Rukshan
The courage it took to continue streaming, while capturing the moment Vic Police, before a huge worldwide audience, lined up with their new weapons and passionately fired upon our country’s identity, cannot be underestimated.
The police we were facing at The Shrine
The footage is hard to watch, not just because the police—dressed like stormtroopers and all masked up to protect their identities—are shooting fleeing protesters in the back, but because they take aim and fire repeatedly. They were enjoying themselves; getting off on it. It’s there, you just have to look.

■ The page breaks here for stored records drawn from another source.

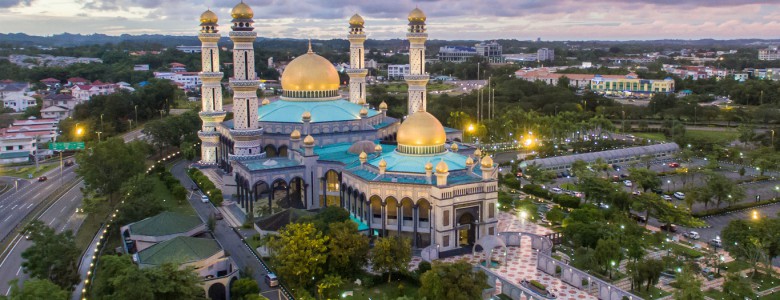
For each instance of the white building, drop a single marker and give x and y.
(186, 80)
(397, 71)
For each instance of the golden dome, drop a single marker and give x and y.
(242, 11)
(356, 20)
(442, 167)
(310, 72)
(208, 17)
(421, 129)
(487, 162)
(295, 134)
(309, 140)
(416, 15)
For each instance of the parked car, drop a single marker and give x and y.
(669, 228)
(271, 280)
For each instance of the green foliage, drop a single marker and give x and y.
(244, 287)
(299, 253)
(107, 164)
(452, 281)
(36, 289)
(52, 256)
(391, 254)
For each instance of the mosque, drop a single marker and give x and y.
(313, 148)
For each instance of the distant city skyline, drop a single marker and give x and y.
(448, 19)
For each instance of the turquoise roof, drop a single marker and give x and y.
(269, 163)
(321, 111)
(397, 162)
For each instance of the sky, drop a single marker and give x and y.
(386, 19)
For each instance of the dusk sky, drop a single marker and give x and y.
(447, 19)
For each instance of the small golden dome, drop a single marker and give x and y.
(421, 129)
(487, 162)
(242, 11)
(310, 72)
(356, 20)
(442, 167)
(208, 17)
(309, 140)
(416, 15)
(295, 134)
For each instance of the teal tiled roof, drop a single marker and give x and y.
(321, 111)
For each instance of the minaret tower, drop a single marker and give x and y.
(245, 132)
(357, 65)
(211, 112)
(417, 78)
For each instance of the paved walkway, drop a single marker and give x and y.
(521, 261)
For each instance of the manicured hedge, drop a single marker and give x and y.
(205, 185)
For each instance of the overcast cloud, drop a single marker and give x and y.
(447, 19)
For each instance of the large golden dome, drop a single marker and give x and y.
(356, 20)
(242, 11)
(208, 17)
(309, 73)
(416, 15)
(421, 130)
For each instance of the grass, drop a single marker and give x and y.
(653, 293)
(383, 291)
(23, 171)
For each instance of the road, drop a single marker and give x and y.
(227, 237)
(61, 216)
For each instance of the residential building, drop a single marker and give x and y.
(545, 54)
(398, 71)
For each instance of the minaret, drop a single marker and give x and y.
(357, 72)
(211, 112)
(245, 132)
(417, 78)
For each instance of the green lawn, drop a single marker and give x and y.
(383, 291)
(23, 171)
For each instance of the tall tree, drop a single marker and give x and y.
(52, 256)
(391, 254)
(300, 253)
(456, 281)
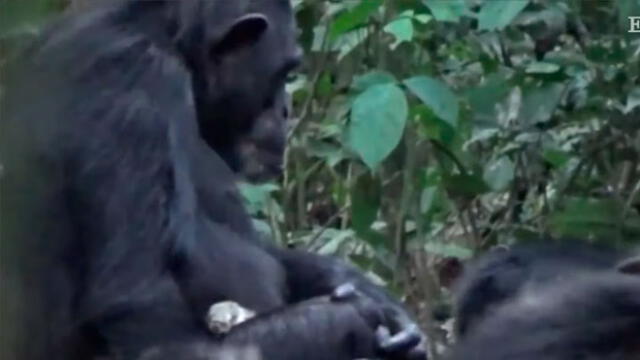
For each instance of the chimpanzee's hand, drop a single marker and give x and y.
(399, 337)
(342, 326)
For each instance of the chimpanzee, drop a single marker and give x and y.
(122, 138)
(501, 274)
(596, 316)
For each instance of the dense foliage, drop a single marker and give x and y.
(429, 130)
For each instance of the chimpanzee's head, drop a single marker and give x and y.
(240, 53)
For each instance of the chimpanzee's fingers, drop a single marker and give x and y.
(400, 342)
(344, 292)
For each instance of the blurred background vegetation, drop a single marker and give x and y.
(427, 131)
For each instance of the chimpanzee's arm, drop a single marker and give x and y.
(321, 329)
(310, 275)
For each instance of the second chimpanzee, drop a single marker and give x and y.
(594, 316)
(499, 276)
(121, 141)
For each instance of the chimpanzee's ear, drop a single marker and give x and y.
(630, 266)
(244, 31)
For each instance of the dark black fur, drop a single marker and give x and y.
(121, 222)
(596, 316)
(498, 276)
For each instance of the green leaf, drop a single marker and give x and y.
(363, 82)
(497, 14)
(591, 218)
(26, 16)
(542, 68)
(257, 196)
(448, 250)
(378, 118)
(466, 185)
(349, 41)
(365, 197)
(401, 28)
(499, 174)
(557, 158)
(437, 96)
(350, 19)
(539, 103)
(449, 10)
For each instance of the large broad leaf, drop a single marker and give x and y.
(496, 14)
(350, 19)
(378, 118)
(437, 96)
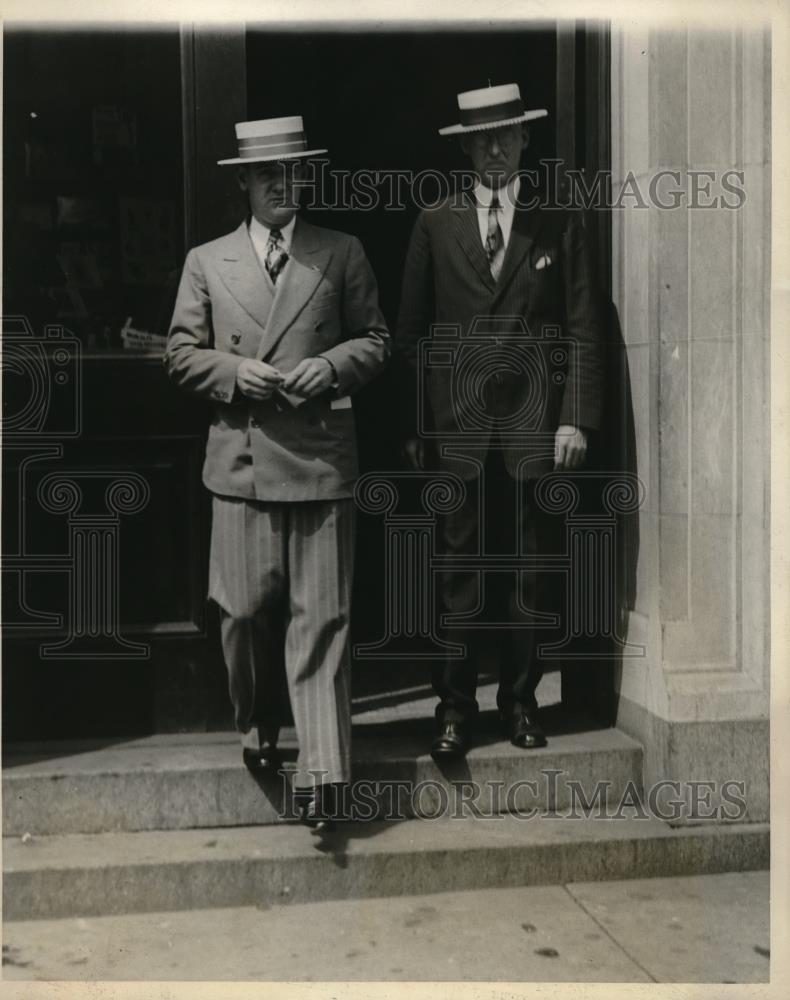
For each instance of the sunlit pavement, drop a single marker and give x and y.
(707, 928)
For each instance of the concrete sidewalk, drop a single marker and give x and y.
(706, 928)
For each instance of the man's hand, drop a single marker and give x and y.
(570, 447)
(414, 452)
(310, 377)
(256, 379)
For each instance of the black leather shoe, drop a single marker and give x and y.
(524, 729)
(452, 741)
(317, 812)
(266, 760)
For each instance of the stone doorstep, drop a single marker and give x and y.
(166, 783)
(105, 874)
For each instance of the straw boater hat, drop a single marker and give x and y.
(271, 139)
(491, 107)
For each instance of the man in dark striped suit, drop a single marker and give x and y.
(278, 324)
(512, 382)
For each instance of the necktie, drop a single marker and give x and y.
(495, 244)
(276, 255)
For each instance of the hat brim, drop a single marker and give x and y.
(526, 117)
(238, 160)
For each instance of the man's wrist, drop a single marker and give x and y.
(335, 383)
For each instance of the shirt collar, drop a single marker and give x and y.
(507, 195)
(260, 233)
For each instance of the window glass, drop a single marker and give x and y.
(93, 182)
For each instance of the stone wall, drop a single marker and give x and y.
(691, 285)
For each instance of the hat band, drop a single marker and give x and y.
(492, 113)
(285, 142)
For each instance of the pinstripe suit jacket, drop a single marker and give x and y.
(326, 303)
(525, 354)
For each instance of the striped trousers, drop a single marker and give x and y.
(281, 574)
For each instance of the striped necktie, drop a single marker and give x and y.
(495, 243)
(276, 254)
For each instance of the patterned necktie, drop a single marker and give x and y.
(495, 243)
(276, 255)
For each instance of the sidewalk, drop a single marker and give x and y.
(706, 928)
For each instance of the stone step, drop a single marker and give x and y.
(114, 873)
(198, 780)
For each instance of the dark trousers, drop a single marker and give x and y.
(499, 521)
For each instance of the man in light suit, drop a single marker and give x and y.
(277, 324)
(514, 395)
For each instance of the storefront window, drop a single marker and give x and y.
(93, 183)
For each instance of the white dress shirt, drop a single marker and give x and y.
(259, 234)
(507, 196)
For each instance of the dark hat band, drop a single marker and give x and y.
(492, 113)
(285, 142)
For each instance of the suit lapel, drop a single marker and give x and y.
(295, 286)
(522, 236)
(243, 276)
(467, 232)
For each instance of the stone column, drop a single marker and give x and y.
(691, 285)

One protester summed up the moment perfectly, by crying out during the stream, “This is Fucking Australia?”
Footage from the morning of the shrine. one of these officers shot me and broke my hand.
In the morning, the streets of Melbourne were being patrolled by armoured cars called ‘BearCats’. Victorian Police Officers were hanging off these vehicles, many holding rubber bullet rifles and firing indiscriminately at those they assumed were protesters.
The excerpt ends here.